I tried to develop a regex-based solution, but I failed!<br/>
I started with this:

```perl	
sub twice_appearance_WRONG( $str ) {
    return $str =~ /(.).*?\g1/ ? $1 : ();
}
```

But this doesn't work, because it finds 'the first letter that is repeated later on', not 'the first letter that is a duplicate of a letter that occurred before'. In Example 1 ("acbddbca") it finds 'a', because it tries 'a' first, but it should find 'd', because that is the first 'duplicating' letter (the first 'second letter', if you will).

Then I tried a solution that captures any 'second' letter, and then checks with a lookbehind that that letter appears before:

```perlin the string 
sub twice_appearance_LOOK_BEHIND_NO_GO( $str ) {
    return $str =~ /(.)(?<!^.*\g1.*)/ ? $1 : ();
}
```

I know that if this worked, it would be incredibly slow.<br/>
But anyway, it aborts with an error
'Lookbehind longer than 255 not implemented ...'.

I gave up.<br/>
If anyone has a regex-based solution for this challenge task,
please post it in
[The Weekly Challenge - Perl & Raku group on Facebook](https://www.facebook.com/groups/theweeklychallengegroup/) or send me an [email](mailto:matthias.muth@gmx.de)!

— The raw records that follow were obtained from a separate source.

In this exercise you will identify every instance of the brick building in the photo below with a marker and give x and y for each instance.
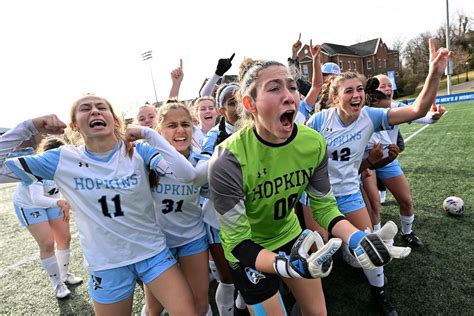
(368, 58)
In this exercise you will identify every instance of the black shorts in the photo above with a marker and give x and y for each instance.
(255, 286)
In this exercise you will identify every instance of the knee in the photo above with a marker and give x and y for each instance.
(202, 305)
(314, 309)
(405, 202)
(47, 245)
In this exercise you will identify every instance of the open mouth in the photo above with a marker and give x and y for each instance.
(355, 104)
(286, 118)
(179, 139)
(98, 122)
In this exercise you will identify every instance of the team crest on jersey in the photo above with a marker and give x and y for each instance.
(253, 275)
(97, 281)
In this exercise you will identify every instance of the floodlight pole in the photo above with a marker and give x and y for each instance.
(148, 55)
(449, 67)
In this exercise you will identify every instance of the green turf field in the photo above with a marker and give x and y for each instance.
(438, 279)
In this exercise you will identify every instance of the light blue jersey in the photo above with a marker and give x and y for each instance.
(178, 210)
(346, 144)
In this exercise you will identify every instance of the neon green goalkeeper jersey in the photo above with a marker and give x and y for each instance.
(255, 186)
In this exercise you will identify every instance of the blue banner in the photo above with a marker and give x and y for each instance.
(443, 99)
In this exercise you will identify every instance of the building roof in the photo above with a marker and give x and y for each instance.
(336, 49)
(365, 48)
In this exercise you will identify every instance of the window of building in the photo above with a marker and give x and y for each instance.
(305, 70)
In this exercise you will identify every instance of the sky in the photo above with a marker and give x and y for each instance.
(54, 51)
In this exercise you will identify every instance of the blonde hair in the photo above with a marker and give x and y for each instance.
(119, 129)
(336, 82)
(50, 143)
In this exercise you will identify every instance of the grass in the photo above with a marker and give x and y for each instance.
(437, 280)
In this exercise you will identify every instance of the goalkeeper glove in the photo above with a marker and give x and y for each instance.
(299, 264)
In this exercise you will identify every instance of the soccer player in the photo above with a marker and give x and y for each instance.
(40, 208)
(347, 128)
(106, 181)
(178, 210)
(227, 107)
(256, 176)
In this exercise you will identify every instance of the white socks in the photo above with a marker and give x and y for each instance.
(51, 266)
(239, 301)
(225, 299)
(407, 223)
(377, 227)
(214, 272)
(63, 262)
(375, 277)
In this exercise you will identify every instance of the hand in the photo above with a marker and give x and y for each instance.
(223, 135)
(301, 265)
(438, 58)
(393, 151)
(315, 50)
(375, 250)
(177, 74)
(296, 47)
(437, 111)
(375, 154)
(65, 209)
(223, 65)
(49, 124)
(134, 132)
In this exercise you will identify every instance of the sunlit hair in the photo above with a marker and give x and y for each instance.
(146, 106)
(249, 72)
(323, 99)
(49, 143)
(119, 128)
(168, 106)
(336, 82)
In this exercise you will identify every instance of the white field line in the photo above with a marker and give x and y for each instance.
(24, 260)
(421, 129)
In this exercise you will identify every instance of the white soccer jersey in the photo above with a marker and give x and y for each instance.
(346, 144)
(110, 196)
(177, 209)
(41, 194)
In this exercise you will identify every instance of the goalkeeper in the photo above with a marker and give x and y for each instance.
(257, 175)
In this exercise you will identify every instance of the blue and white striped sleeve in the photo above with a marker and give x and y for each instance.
(35, 168)
(379, 118)
(209, 142)
(160, 156)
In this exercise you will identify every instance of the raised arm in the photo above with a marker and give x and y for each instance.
(44, 124)
(171, 162)
(317, 80)
(223, 65)
(438, 61)
(177, 76)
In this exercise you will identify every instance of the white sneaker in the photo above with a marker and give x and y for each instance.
(61, 290)
(383, 195)
(71, 279)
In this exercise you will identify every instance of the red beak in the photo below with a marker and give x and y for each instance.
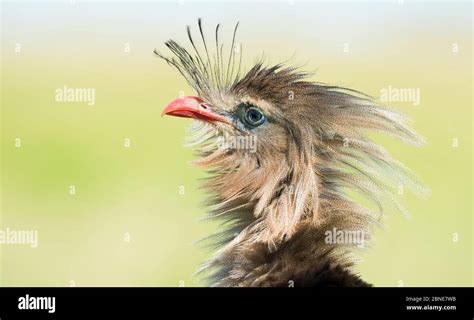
(191, 107)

## Task 2: Count Asterisks

> You are given a string, \$str, where every two consecutive vertical bars are grouped into a pair.<br/>
> Write a script to return the number of asterisks, \*, excluding any between each pair of vertical bars.<br/>
> <br/>
> Example 1<br/>
> Input: \$str = "p|\*e\*rl|w\*\*e|\*ekly|"<br/>
> Ouput: 2<br/>
> The characters we are looking here are "p" and "w\*\*e".<br/>
> <br/>
> Example 2<br/>
> Input: \$str = "perl"<br/>
> Ouput: 0<br/>
> <br/>
> Example 3<br/>
> Input: \$str = "th|ewe|e\*\*|k|l\*\*\*ych|alleng|e"<br/>
> Ouput: 5<br/>
> The characters we are looking here are "th", "e\*\*", "l\*\*\*ych" and "e".<br/>

##### Single regex version

I started with a single regex solution, which is, sorry for that, not very easy-to-read:

```perl
sub count_asterisks_single_regex( $str ) {
    return scalar( () = $str =~ /\G(?:\|[^|]*\||[^*])*+\*/g );
}
```

What???

Ok, here is what it does, and what it uses.<br/>Let's first add the `x` modifier to better see the pieces:

```perl
    return scalar( () = $str =~ / \G (?: \| [^|]* \| | [^*] )*+ \* /xg );
```

Aha. So we loop over the string with the `g` modifier to find all occurrences of `\*` (at the end of the regex). And we use `\G` to always continue where we left off.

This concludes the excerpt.